# No.355 (CF)

 No.355 Chris Feather (England) Original Problems, Julia’s Fairies – 2013 (II): May – August  →Previous ; →Next ; →List 2013(II) Please send your original fairy problems to: julia@juliasfairies.com

No.355 – Chris Feather – Interesting Rex-Solus Miniature with Symmetry Anti-Circe condition. The definitions below are taken from Fairings No.32 by Chris Feather. I have to mention that I’ve got this original by postal mail, as Chris doesn’t have internet now. But if you have some comments – please feel free to write them! After all, I can print them out and send to the author together with the publication! (JV)

Definitions (from Fairings No.32):

Symmetry Anti-Circe: As Anti-Circe except that the rebirth square for the capturing unit is that which is symmetrical in Symmetry Circe.

Anti-Circe: After a capture the capturing piece (Ks included) must immediately be removed to its game array square (necessarily vacant, else the capture is illegal). R, B & S go to the square of the same colour as the capture; Ps stay on the file of capture; fairy pieces go to the promotion square of the file of capture. [The default Calvet type (not usually specified) allows captures on the rebirth square, the rarer Cheylan variant (always to be specified) excludes them. In practice many problems can be of either type.]

Symmetry Circe: As Circe except that the rebirth square for the captured unit is that which lies at an equal distance (in a straight line) beyond the midpoint of the board. Thus a capture on c4 produces a rebirth on f5, a capture on g1 produces a rebirth on b8, and so on. Strictly speaking there are of course other types of symmetry: this one is rotational.

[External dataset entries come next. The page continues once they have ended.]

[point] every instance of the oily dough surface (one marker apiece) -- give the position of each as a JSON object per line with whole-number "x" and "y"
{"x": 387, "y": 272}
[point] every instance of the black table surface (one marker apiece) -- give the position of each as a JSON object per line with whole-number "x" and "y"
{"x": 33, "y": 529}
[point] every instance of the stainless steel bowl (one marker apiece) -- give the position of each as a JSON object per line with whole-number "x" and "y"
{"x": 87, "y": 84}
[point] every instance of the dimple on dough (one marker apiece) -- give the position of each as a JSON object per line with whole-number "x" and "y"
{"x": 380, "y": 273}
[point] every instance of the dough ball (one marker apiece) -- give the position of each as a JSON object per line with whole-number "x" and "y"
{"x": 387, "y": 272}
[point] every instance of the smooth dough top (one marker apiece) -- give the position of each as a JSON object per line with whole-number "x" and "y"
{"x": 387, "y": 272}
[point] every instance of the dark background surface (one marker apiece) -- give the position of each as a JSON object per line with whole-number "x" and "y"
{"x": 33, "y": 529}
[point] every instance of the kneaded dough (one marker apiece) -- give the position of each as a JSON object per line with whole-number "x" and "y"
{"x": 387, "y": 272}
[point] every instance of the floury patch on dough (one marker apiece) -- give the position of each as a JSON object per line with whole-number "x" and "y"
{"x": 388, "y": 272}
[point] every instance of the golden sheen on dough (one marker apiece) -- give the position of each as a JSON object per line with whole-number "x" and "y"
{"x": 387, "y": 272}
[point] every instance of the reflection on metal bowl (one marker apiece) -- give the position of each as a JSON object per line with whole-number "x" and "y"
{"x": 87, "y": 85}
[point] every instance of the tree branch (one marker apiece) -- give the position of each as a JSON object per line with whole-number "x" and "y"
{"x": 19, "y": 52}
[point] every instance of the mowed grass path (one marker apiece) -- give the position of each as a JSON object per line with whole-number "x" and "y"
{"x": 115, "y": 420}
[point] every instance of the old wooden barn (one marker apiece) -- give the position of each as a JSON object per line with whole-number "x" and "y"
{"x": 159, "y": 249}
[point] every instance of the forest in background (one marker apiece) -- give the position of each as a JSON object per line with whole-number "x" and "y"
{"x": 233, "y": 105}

Circe: Captured units (not Ks) reappear on their game-array squares, of the same colour in the case of pieces, on the file of capture in the case of pawns, and on the promotion square of the file of capture in the case of fairy pieces. If the rebirth square is occupied the capture is normal.

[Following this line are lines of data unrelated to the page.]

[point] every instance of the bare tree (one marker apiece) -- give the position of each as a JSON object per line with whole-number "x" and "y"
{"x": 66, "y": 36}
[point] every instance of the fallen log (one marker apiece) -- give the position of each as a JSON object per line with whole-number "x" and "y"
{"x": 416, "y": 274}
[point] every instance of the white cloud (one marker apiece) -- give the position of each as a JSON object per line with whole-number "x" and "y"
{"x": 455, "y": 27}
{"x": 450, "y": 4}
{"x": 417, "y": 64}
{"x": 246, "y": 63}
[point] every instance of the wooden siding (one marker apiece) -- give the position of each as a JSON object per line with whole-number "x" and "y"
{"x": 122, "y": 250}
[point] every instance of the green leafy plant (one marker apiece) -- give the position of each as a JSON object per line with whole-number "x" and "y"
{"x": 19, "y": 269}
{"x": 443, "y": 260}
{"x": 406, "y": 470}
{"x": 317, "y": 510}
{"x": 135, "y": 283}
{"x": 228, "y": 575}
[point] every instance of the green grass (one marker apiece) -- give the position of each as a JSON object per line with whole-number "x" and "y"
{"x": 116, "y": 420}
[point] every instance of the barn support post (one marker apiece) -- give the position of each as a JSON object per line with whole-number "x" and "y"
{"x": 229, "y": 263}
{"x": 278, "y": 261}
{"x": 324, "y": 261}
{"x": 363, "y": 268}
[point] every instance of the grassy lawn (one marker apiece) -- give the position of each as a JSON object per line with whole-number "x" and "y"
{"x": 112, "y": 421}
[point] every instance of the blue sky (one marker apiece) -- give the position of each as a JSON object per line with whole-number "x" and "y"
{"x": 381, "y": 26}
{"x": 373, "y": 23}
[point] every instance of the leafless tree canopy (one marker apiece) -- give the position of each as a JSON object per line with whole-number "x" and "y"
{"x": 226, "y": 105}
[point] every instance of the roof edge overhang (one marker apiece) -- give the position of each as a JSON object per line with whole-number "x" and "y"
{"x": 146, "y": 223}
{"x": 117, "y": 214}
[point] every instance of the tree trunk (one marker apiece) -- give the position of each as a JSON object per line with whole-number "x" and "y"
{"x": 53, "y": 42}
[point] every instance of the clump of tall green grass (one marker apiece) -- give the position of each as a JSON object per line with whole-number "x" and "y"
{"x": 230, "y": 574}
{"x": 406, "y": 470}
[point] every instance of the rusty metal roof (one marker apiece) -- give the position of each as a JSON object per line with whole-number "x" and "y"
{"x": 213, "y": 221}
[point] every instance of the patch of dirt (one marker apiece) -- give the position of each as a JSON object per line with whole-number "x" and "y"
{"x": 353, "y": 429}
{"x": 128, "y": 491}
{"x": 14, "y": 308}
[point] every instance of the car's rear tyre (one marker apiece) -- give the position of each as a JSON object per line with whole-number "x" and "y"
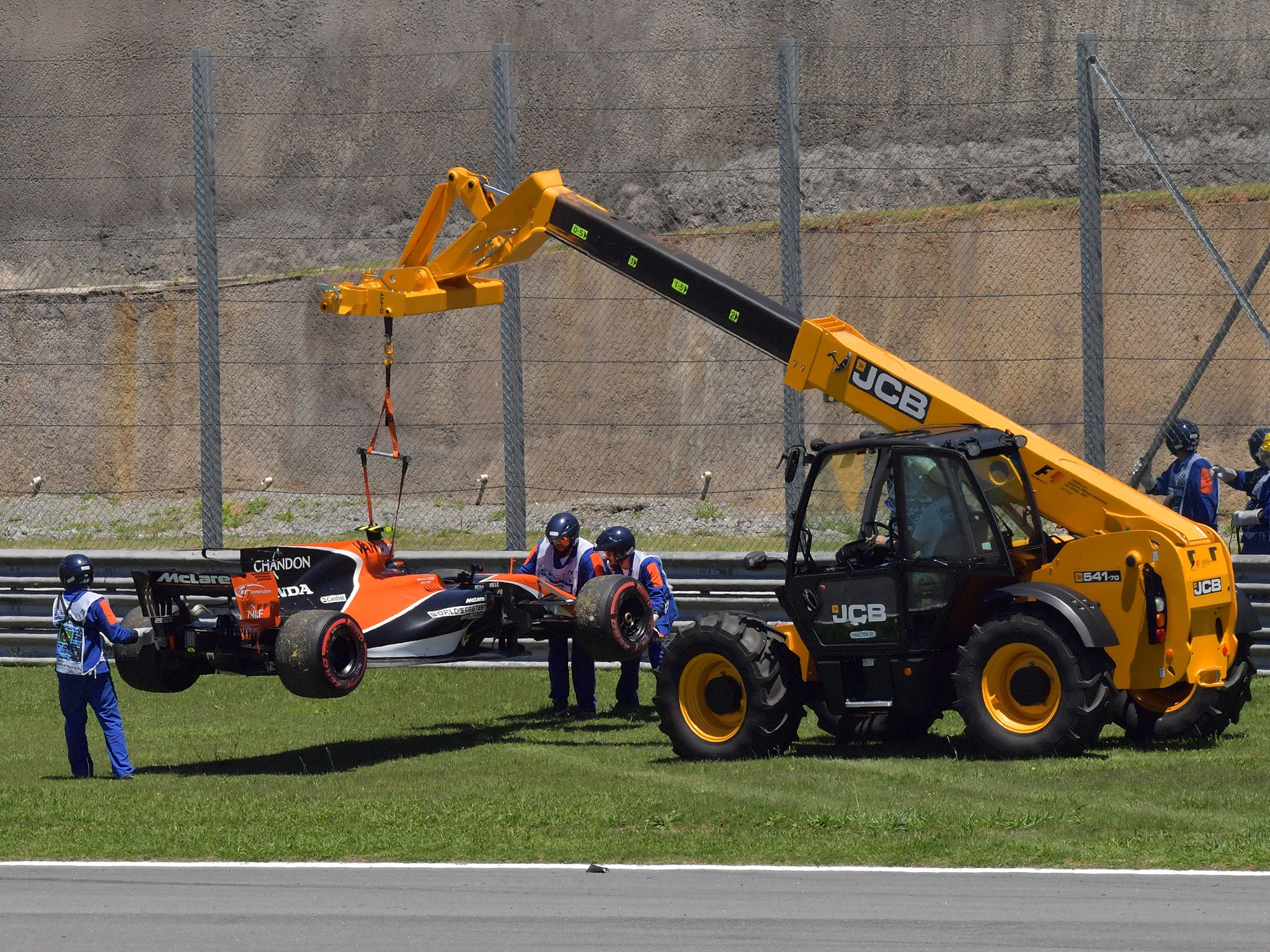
{"x": 139, "y": 664}
{"x": 721, "y": 691}
{"x": 1024, "y": 690}
{"x": 1186, "y": 711}
{"x": 321, "y": 654}
{"x": 614, "y": 619}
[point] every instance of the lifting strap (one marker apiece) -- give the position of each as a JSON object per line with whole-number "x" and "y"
{"x": 385, "y": 416}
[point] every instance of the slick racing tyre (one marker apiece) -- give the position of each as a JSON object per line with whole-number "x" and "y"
{"x": 1024, "y": 690}
{"x": 1186, "y": 711}
{"x": 614, "y": 619}
{"x": 140, "y": 668}
{"x": 321, "y": 654}
{"x": 721, "y": 692}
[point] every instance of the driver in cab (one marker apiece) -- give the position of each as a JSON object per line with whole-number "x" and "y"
{"x": 929, "y": 514}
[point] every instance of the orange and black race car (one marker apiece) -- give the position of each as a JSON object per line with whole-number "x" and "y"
{"x": 318, "y": 615}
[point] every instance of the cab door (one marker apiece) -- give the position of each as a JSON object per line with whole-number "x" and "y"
{"x": 846, "y": 586}
{"x": 951, "y": 551}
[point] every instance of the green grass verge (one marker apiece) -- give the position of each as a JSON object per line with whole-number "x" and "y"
{"x": 464, "y": 765}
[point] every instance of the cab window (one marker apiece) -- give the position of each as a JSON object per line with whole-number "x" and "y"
{"x": 944, "y": 517}
{"x": 853, "y": 496}
{"x": 1008, "y": 498}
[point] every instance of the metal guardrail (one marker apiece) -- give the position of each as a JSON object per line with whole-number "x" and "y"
{"x": 704, "y": 583}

 No.355 Chris Feather England original-31.07.2013   h#4               2 solutions             (1+5)Symmetry Anti-Circe     Solutions: (click to show/hide)   I. 1.Se3-g2 Kh1×g2[wKg2->b7] 2.Kg1-h1 Kb7-b6 3.Ra8-a6 + Kb6×a6[wKa6->h3] 4.Bb8-a7 Kh3-h2 # II. 1.Ra8-a7 + Kh1-h2 2.Ra7-b7 + Kh2-g2 3.Rb7-c7 + Kg2-f2 4.Kg1-h1 Kf2-g1 # (С+ Popeye 4.63)

### One Response to No.355 (CF)

1. Geoff Foster says:

Initially neither king is in check because the rebirth squares (a8 and b8) are occupied. The bK will be mated on h1, so the bR must either be captured or else it must move away from a8 and be unable to return there.

A try is 1.Ra7+ (check to wK because a8 is vacant) Kh2 (wK not in check because a7 is occupied) 2.Rb7+ (wK in check because a7 is vacant) Kh3? 3.Ba7 ~ 4.Kh1 Kh2# (wK not in check because a7 is occupied, bK mated because bR can’t get back to a8). However White has no waiting move on move 3 (the bPh4 prevents 3…Kg3)! Therefore the wK gets to h3 in another way: 1.Sg2 Kxg2-b7 (like a Take&Make move!) 2.Kh1 Kb6 (a tempo move) 3.Ra6+ Kxa6-h3 4.Ba7 Kh2#.

In the second solution the bR helps the wK get to f2, by occupying the rebirth squares.

A very simple but very clever problem. It is worth looking at the other Symmetry Anti-Circe problems in Fairings No.32!